Il m’attire contre lui.

-Chut. Ne t’inquiètes pas, il va aller bien. N’aie pas de pensée négative.

J’essuie discrètement les larmes qui me chatouillent les yeux.

-Sinon, merci d’être venu malgré l’heure. Je sais que vous êtes un homme marié.

-Ne t’inquiète pas pour cela. Tu sais quoi ? Ferme juste les yeux pour te reposer un moment.

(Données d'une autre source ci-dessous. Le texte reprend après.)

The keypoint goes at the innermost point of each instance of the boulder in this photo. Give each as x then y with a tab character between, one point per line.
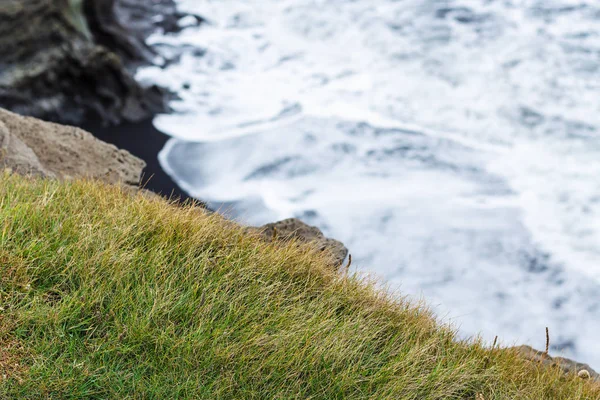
566	365
31	146
294	229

Il me caresse l’épaule à l’aide de son pouce alors que je me rapproche plus de lui.

-Je n’arriverai pas à dormir sans nouvelle de lui. Vous ne pouvez pas comprendre ce que je ressens actuellement.

-Comme tu veux… De grâce, tutoie-moi Nancy. Je suis plus un ami que le patron. D’accord ?

-D’accord.

Quelque temps après, le médecin nous annonce que mon fils va mieux mais devra rester en observation jusqu’à midi. Je décide donc d’attendre afin de rentrer avec lui. Eric se propose de me tenir compagnie. Lorsque je tombe de fatigue, il m’invite à dormir la tête posée sur ses genoux. Ce que je fais volontiers.

A mon réveil, je me surprends à être dans les bras d’Eric qui est endormi. Je me permets de le contempler un moment. Il est terriblement attirant avec la barbe qui lui assombrit le menton. Son parfum musqué m’enivre. Je n’ai qu’une envie, celle de rester dans ses bras. Je prends mon temps pour contempler son visage, ses traits fins, son air paisible.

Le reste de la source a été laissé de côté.